Я вытащил нож и быстро разрезал веревку и отпустил цепь ошейника.
- Иди.
Он не тронулся с места.
- Иди, я сказал.
Вампир исподлобья глядел на меня и никуда не шел.
Я отошел от стены, освобождая путь к окну.
- Ну, иди, не бойся.
За спиной послышался шорох. Не успел я мысленно досчитать до трех, как мою руку накрыла маленькая холодная ладошка.
- Я не хочу.
Он стоял напротив меня на цыпочках и словно искал что-то в моих глазах.
- Чего ты хочешь?
- Научи меня, как это – быть человеком! Я не хочу быть злым. Не хочу вечно прятаться, вечно драться.
- Нет. Уходи.
- Ну, пожалуйста, возьми меня с собой. Я не хочу убегать от тебя, чтобы ты за мной охотился.
Ветер слегка колыхал его легкие волнистые волосы, и он смотрел на меня невинными влажными глазами.
Даже хуже, он взял обожженными шершавыми ладонями мою руку и прижал ее к сердцу.
- Избавь меня от этого, если хочешь. Я устал.
Я закрыл глаза. Перед мысленным взором стояло его ангельское обиженное лицо.
- Нет, не могу, ты слишком красивый.
- Правда? – глупо улыбнулся вампир. – Спасибо.
И тут, в мгновение ока он дотянулся прохладными губами до моей щеки, и будто дрожь пробежала у меня по всему телу.
В глазах вампира блуждали лукавые огоньки.
А когда я схватил его за затылок, впиваясь в губы поцелуем, он не отстранился, а только сильнее прижался ко мне, обнимая.
Добился, чего хотел.
- Смотри, - прошептал он, слегка дрожа от перевозбуждения, - ты поймал меня.
Теперь ты научишь меня быть человеком.
- Сначала я выбью из тебя всю твою дурь. Я хочу, чтобы ты стал нормальным. Человеком не станешь, но человечным вампиром – вполне.
Он засмеялся каким-то теплым, серебристым смехом и вдруг серьезно сказал:
- Спасибо.
- За что?
- За то, что пощадил меня.
Я помолчал, и вытащив из сумки, которую я оставил в углу, бинт, принялся заматывать маленькие обожженные ладони.
Он, затаив дыхание, словно боясь спугнуть свое счастье, улыбался мне, а светлые глаза светились надеждой.
В это момент в нем не было, казалось, ничего вампирского – он был ангелом, сотканным из лунного света, чистым и непорочным, лицо сияло юностью, и черты немного смягчились, теряя прежнюю заостренность.

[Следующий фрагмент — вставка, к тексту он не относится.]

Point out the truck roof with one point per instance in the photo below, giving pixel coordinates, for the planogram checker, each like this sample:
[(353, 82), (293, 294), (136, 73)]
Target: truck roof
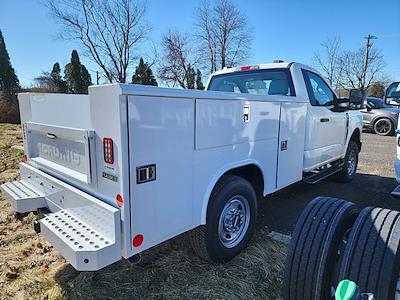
[(259, 66), (265, 66)]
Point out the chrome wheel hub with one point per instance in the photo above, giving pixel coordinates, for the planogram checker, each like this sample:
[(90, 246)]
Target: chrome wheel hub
[(234, 221), (352, 162), (382, 126)]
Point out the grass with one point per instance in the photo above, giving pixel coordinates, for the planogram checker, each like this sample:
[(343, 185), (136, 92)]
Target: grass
[(32, 269)]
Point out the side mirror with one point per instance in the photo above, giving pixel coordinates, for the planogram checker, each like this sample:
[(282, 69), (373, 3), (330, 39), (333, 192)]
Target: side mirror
[(392, 94), (356, 97)]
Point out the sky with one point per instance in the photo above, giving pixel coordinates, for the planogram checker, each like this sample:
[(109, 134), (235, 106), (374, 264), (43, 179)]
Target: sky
[(291, 30)]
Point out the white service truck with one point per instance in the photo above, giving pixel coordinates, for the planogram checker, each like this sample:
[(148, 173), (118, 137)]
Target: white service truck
[(127, 167)]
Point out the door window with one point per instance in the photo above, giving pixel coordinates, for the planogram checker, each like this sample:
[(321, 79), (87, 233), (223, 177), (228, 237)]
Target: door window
[(318, 90)]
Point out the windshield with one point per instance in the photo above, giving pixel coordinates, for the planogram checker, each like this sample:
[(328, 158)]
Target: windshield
[(376, 103), (393, 94), (256, 82)]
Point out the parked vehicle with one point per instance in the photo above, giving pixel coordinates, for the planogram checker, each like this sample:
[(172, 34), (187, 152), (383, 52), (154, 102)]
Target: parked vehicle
[(379, 116), (127, 167), (392, 96), (336, 246)]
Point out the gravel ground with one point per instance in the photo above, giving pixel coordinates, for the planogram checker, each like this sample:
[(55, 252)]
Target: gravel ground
[(374, 181)]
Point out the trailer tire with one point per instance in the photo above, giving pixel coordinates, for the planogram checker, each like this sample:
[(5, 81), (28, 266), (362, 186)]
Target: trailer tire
[(314, 248), (350, 164), (372, 255), (232, 197)]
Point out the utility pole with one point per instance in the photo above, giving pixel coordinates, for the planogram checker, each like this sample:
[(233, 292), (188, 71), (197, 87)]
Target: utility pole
[(368, 46)]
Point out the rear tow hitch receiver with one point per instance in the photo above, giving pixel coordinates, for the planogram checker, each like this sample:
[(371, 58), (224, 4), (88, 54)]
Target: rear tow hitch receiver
[(36, 226)]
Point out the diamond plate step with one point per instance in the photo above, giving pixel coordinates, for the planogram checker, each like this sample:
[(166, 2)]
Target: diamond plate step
[(85, 236), (27, 195)]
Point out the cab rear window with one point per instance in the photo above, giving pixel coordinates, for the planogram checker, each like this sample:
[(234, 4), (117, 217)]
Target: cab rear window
[(256, 82)]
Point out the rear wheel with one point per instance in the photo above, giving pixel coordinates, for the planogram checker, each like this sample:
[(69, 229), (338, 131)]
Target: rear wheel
[(383, 126), (314, 248), (372, 255), (231, 217)]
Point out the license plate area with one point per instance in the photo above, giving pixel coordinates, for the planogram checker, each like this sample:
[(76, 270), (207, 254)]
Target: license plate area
[(63, 150)]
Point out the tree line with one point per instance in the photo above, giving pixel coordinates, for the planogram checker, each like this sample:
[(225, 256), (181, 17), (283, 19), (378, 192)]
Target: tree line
[(345, 69)]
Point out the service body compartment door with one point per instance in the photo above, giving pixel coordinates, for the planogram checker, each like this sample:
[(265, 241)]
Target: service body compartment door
[(291, 143), (63, 151), (161, 145)]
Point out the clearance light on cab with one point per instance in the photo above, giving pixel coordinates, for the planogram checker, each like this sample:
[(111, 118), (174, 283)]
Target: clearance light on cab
[(108, 150), (247, 68)]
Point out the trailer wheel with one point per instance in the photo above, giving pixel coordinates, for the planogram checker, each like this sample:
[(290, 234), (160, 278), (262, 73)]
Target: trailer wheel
[(231, 217), (350, 163), (372, 256), (314, 250)]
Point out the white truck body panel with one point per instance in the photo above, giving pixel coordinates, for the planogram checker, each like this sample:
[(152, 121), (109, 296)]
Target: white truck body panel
[(190, 138)]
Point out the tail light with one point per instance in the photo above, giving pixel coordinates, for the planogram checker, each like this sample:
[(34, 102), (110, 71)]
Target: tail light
[(108, 150)]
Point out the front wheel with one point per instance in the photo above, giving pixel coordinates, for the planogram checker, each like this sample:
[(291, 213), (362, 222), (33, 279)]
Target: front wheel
[(350, 163), (231, 217), (383, 126)]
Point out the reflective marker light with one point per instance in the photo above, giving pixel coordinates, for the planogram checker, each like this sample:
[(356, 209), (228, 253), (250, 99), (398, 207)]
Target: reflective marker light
[(247, 68), (120, 200), (137, 240), (108, 150)]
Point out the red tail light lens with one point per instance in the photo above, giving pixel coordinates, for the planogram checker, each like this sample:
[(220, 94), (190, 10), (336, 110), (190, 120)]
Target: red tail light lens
[(108, 150), (245, 68)]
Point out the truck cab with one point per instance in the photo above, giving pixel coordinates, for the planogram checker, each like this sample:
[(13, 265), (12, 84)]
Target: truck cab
[(329, 126)]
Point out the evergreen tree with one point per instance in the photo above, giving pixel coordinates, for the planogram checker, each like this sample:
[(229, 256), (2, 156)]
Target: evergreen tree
[(60, 85), (190, 77), (77, 76), (8, 79), (199, 83), (143, 74)]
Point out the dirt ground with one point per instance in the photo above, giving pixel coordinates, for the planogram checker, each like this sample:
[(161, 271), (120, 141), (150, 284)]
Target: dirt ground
[(32, 269), (374, 181)]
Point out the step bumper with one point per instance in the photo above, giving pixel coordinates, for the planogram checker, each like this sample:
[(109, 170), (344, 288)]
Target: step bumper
[(85, 230), (85, 236)]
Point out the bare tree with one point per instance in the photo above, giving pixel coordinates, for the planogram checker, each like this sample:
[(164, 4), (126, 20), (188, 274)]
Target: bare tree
[(223, 34), (328, 61), (176, 66), (108, 29), (359, 71)]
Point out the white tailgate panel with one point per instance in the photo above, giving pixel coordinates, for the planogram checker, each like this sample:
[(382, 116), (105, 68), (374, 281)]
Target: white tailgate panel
[(161, 132), (292, 129)]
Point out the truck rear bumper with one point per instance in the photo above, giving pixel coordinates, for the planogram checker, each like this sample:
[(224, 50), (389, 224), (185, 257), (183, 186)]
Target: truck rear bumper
[(84, 229), (396, 191)]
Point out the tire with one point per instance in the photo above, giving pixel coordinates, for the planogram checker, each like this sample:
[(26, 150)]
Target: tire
[(372, 257), (314, 247), (213, 241), (350, 164), (383, 126)]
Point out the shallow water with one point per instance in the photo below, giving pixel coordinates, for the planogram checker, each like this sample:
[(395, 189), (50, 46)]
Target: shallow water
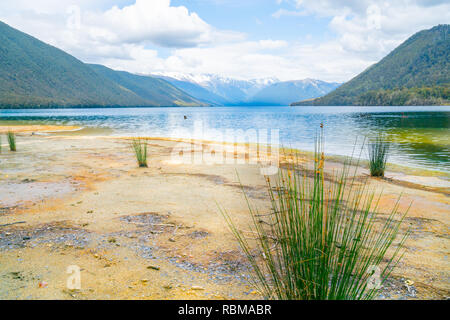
[(420, 135)]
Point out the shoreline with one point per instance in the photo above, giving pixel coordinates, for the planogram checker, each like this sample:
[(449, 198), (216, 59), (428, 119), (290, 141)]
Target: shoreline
[(82, 200)]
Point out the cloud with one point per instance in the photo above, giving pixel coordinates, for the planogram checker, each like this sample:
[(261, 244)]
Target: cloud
[(129, 34), (283, 12), (376, 27)]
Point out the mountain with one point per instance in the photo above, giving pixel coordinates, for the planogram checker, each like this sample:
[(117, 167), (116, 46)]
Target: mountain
[(267, 91), (415, 73), (35, 74), (283, 93), (197, 91), (156, 92)]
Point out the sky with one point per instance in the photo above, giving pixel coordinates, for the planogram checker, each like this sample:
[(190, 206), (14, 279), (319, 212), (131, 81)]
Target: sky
[(329, 40)]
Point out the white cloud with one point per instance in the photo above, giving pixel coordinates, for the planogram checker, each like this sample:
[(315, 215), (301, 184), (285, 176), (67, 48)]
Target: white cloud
[(376, 27), (126, 35), (283, 12)]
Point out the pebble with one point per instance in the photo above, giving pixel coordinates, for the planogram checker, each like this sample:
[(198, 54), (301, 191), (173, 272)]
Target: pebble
[(197, 288), (154, 268)]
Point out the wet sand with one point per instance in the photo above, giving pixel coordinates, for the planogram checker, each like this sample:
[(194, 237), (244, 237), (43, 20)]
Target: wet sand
[(157, 232)]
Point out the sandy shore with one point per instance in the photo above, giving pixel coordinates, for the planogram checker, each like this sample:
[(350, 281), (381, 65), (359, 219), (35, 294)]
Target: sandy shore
[(157, 233)]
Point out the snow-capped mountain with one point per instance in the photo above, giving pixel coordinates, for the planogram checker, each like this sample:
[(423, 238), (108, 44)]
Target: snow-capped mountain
[(219, 90)]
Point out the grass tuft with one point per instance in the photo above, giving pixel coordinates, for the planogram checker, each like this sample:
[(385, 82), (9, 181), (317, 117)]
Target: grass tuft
[(378, 155), (323, 239), (11, 141), (140, 150)]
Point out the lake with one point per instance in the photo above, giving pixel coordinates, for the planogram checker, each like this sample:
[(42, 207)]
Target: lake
[(420, 135)]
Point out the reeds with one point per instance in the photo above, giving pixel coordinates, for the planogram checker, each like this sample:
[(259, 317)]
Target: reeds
[(378, 155), (140, 150), (323, 239), (11, 140)]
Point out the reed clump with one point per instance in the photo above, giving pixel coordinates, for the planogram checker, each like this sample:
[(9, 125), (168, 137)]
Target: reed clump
[(11, 140), (323, 239), (378, 155), (140, 151)]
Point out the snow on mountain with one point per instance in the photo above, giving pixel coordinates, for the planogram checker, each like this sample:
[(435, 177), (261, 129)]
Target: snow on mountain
[(220, 90)]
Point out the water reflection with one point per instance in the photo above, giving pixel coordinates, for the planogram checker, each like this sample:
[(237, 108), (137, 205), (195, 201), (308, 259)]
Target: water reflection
[(420, 135)]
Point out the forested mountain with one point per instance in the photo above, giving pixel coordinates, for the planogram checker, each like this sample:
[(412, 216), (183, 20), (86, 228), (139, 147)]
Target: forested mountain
[(35, 74), (415, 73)]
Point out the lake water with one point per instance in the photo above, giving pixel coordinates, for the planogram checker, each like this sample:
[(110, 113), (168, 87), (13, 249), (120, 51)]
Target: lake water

Я снова поцеловал его, уже нежнее, боясь разбить, как хрупкую стеклянную статуэтку, и он, точно угадав мои мысли,сказал:
- Не бойся, я не рассыплюсь.
Со смехом я опрокинул его на спину, и, нависая над ним, и глядя в озорные глаза с пляшущими бесенятами, строго сказал:
- Конечно, не рассыплешься. Со мной – нет.
- Я тебе верю.
И комната потонула для нас в объятиях друг друга, в свете фонарей, пробивавшемся сквозь распахнутое окно, в развевающихся, как паруса занавесках, в жарком дыхании в унисон, в теплых и прохладных прикосновениях губ и в чувстве, названия которому пока не было. Которое родилось в наших сердцах и подарило нам обоим надежду на то, что наша жизнь станет немного лучше, и в ритме двух сердец мы будем захлебываться друг в друге, как лед и огонь будем гасить друг друга, но всегда воссоединяться, чтобы вновь начать падать в пропасть чувства, из которой нет возврата.